Pero no deberíamos engañarnos. Si bien el director toca esos temas a lo largo del metraje, no profundiza demasiado en ellos. No lo hace porque Mad Max: Fury Road es, ante todo, un espectáculo de imagen y sonido con grandes aspiraciones comerciales que pretende entretener al consumidor de productos de evasión. Es precisamente en ese aspecto donde la película muestra su propia personalidad con más claridad, un carácter diferente al de las numerosas superproducciones que cada año se estrenan con idéntico esquema narrativo y visual. El filme del realizador australiano presenta una acción vertiginosa y espectacular, pero, al mismo tiempo, audaz, imaginativa y clara, hasta el punto de poder saber qué ocurre en cada secuencia de persecución o enfrentamiento. Miller sorprende con un soplo de aire fresco en el género de acción que, sin embargo, puede responder a la decisión de volver al pasado y reducir al mínimo la utilización del CGI, imágenes generadas por ordenador. De ese modo, todo cuanto aparece en pantalla parece más auténtico, más real. Por supuesto, en esa tarea son cómplices indispensables la fotografía en tonos anaranjados de John Seale y un estilizado y cautivador diseño de producción y vestuario inspirado en la estética del heavy metal.
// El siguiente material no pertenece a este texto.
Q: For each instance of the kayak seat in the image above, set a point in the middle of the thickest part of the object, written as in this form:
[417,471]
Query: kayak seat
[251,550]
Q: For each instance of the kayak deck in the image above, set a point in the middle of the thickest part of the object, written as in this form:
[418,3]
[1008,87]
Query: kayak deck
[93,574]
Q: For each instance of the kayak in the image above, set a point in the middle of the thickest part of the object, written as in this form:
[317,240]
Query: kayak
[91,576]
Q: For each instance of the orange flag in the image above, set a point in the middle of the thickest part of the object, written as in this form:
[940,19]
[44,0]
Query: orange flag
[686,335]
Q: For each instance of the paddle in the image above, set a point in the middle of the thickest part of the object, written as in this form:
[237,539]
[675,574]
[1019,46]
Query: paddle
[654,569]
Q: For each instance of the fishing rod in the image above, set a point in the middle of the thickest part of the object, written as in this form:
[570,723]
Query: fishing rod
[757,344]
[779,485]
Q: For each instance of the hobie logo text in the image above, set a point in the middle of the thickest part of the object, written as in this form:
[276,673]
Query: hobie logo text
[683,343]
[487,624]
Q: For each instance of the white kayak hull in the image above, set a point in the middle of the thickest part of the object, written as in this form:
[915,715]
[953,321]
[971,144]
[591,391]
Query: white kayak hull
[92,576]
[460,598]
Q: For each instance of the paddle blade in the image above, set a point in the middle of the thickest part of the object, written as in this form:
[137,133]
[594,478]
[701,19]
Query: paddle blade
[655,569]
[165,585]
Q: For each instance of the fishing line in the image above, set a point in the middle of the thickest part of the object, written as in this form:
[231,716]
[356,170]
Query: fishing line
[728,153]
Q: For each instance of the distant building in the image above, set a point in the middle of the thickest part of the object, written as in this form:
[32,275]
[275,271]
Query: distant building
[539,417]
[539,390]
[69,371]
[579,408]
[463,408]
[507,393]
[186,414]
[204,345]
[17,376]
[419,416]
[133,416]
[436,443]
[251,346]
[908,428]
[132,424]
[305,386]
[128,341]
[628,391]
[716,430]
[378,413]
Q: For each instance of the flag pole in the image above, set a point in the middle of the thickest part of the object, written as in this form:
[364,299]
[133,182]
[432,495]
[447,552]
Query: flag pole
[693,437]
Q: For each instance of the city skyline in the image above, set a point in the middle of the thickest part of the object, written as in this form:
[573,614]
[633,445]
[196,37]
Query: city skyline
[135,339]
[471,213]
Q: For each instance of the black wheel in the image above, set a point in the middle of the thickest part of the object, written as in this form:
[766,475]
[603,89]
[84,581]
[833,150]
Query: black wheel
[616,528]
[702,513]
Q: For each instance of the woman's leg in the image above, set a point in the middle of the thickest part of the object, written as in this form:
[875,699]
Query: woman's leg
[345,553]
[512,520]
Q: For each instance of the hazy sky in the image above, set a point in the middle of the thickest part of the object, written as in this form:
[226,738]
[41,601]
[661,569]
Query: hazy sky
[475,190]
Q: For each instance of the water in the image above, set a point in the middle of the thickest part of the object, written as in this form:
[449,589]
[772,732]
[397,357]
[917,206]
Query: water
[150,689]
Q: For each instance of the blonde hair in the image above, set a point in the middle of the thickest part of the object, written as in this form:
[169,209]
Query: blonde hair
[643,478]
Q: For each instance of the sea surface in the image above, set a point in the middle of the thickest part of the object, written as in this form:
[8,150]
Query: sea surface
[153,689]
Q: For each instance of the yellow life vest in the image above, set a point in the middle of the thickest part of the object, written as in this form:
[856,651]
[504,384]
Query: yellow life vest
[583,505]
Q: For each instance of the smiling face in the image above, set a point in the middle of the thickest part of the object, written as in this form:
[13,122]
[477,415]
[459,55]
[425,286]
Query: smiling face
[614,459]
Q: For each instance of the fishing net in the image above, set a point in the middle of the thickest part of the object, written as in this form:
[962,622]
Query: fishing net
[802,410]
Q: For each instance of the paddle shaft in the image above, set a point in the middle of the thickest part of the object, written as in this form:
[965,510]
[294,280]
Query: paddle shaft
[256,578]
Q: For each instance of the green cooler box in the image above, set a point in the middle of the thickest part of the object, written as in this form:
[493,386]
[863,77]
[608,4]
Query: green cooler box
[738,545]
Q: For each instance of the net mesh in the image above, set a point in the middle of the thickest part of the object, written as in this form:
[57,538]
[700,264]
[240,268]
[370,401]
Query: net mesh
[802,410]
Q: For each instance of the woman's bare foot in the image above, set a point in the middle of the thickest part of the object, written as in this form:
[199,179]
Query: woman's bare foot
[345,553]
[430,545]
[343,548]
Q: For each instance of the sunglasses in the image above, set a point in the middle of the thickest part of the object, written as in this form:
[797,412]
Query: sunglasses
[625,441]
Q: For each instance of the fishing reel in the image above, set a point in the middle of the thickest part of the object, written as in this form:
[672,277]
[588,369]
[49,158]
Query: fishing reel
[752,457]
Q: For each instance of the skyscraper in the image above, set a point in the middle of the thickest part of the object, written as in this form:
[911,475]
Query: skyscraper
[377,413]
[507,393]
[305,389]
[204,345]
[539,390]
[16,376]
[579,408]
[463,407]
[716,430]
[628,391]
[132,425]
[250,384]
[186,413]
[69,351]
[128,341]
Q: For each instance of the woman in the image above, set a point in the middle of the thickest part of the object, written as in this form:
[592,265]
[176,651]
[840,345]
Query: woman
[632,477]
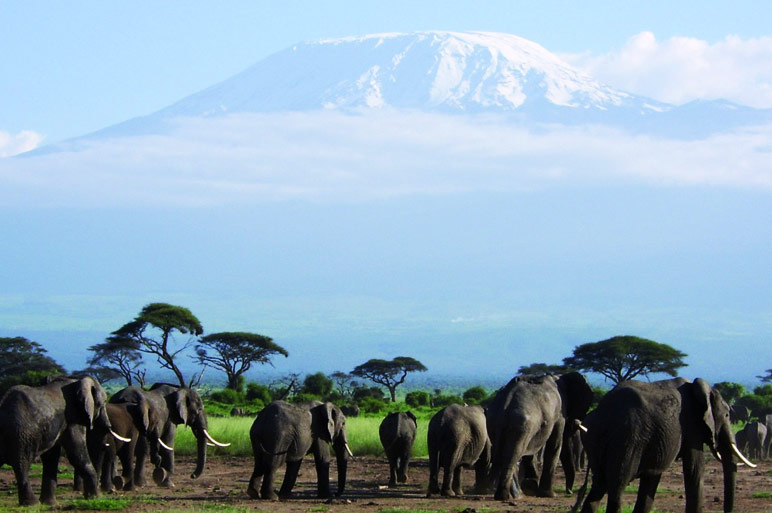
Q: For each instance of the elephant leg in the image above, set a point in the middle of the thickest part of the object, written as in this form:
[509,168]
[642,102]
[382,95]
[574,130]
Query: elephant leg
[434,472]
[322,478]
[647,488]
[266,491]
[24,488]
[50,461]
[290,477]
[140,452]
[393,471]
[402,468]
[254,480]
[457,481]
[550,462]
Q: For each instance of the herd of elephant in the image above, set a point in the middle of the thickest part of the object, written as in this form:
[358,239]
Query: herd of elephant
[637,430]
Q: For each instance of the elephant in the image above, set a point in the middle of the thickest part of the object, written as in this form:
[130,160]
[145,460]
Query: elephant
[457,438]
[640,428]
[104,448]
[41,421]
[529,415]
[161,409]
[739,413]
[397,433]
[755,437]
[285,433]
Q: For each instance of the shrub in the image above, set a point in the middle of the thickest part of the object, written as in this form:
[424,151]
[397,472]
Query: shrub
[227,396]
[258,393]
[417,398]
[475,395]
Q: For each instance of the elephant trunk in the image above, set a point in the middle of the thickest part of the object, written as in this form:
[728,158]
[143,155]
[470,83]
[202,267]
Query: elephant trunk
[200,454]
[341,458]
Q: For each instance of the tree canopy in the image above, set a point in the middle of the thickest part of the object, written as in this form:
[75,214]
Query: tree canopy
[625,357]
[153,331]
[121,355]
[389,373]
[234,353]
[24,361]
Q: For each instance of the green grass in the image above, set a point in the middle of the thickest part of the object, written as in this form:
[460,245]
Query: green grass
[362,435]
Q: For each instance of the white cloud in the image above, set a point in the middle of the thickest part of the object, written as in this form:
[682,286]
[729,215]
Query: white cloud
[330,156]
[13,144]
[681,69]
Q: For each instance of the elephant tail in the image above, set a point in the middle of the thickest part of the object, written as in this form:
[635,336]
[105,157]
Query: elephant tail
[582,492]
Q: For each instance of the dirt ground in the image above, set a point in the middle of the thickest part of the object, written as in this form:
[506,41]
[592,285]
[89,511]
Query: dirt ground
[225,479]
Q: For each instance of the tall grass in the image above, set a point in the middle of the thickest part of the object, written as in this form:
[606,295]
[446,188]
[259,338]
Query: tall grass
[362,435]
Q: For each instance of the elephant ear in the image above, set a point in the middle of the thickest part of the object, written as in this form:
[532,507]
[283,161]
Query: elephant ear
[704,412]
[86,400]
[179,408]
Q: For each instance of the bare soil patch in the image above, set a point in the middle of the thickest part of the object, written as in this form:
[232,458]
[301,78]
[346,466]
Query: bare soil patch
[225,480]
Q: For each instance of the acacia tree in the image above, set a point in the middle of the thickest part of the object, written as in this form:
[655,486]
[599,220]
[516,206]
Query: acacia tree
[234,353]
[389,373]
[121,355]
[153,331]
[624,357]
[24,361]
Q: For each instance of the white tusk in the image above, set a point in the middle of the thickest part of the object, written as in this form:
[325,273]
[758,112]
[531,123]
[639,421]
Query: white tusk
[119,437]
[742,458]
[218,444]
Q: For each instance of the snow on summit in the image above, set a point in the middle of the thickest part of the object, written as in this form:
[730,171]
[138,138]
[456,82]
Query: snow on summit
[442,71]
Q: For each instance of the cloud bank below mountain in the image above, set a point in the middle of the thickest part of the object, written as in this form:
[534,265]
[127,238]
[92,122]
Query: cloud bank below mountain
[328,156]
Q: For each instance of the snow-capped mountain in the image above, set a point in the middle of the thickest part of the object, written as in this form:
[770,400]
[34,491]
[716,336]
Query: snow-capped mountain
[445,72]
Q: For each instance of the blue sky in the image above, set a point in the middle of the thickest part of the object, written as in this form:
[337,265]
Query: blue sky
[641,235]
[69,68]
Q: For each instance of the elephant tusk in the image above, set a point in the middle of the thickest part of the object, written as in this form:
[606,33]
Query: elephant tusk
[119,437]
[348,450]
[218,444]
[742,458]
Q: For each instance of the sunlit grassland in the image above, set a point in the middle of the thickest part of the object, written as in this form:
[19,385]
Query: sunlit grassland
[362,435]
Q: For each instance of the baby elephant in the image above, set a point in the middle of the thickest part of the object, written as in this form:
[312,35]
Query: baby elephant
[397,434]
[457,438]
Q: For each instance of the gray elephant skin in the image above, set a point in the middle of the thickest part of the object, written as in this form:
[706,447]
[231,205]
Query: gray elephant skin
[285,433]
[457,438]
[638,430]
[397,433]
[41,421]
[160,410]
[527,416]
[753,439]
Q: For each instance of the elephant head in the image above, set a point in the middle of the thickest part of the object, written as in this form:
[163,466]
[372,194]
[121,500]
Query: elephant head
[705,421]
[186,407]
[329,424]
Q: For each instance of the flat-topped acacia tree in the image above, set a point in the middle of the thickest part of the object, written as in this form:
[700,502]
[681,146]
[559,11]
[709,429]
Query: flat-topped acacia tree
[389,373]
[234,353]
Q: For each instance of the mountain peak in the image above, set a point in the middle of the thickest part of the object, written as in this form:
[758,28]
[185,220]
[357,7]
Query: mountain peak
[439,71]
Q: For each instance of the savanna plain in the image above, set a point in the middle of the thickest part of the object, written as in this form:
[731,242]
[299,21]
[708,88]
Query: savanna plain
[222,487]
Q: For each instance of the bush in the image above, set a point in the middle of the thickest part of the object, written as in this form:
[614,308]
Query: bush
[258,393]
[227,396]
[373,405]
[418,398]
[475,395]
[439,401]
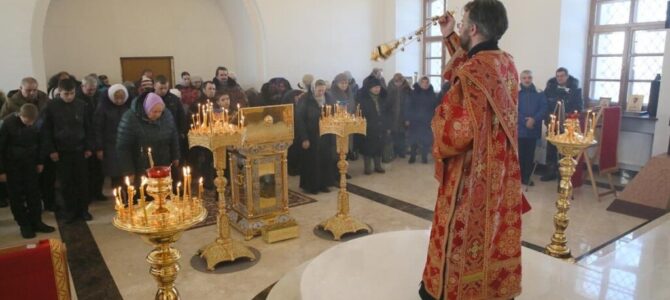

Tampoco se debe obviar la estupenda contribución a este cóctel explosivo de una rapada Charlize Theron. Su emperatriz Furiosa es el gran hallazgo del filme y encarna una natural defensa del feminismo con tanta ferocidad como corazón. Tal es la fuerza de este personaje que el presunto protagonista, interpretado por Tom Hardy, queda relegado a un segundo plano, convertido en un agente pasivo tan falto de diálogo como de personalidad. No obstante, esa carencia parece responsabilidad del guion más que del intérprete y, en todo caso, no afecta a un conjunto ejecutado con brillantez, lleno de ideas, frescura y personalidad. Es el renovado rugido del motor postapocalíptico, que exige una gran pantalla y oscuridad alrededor para disfrutarlo.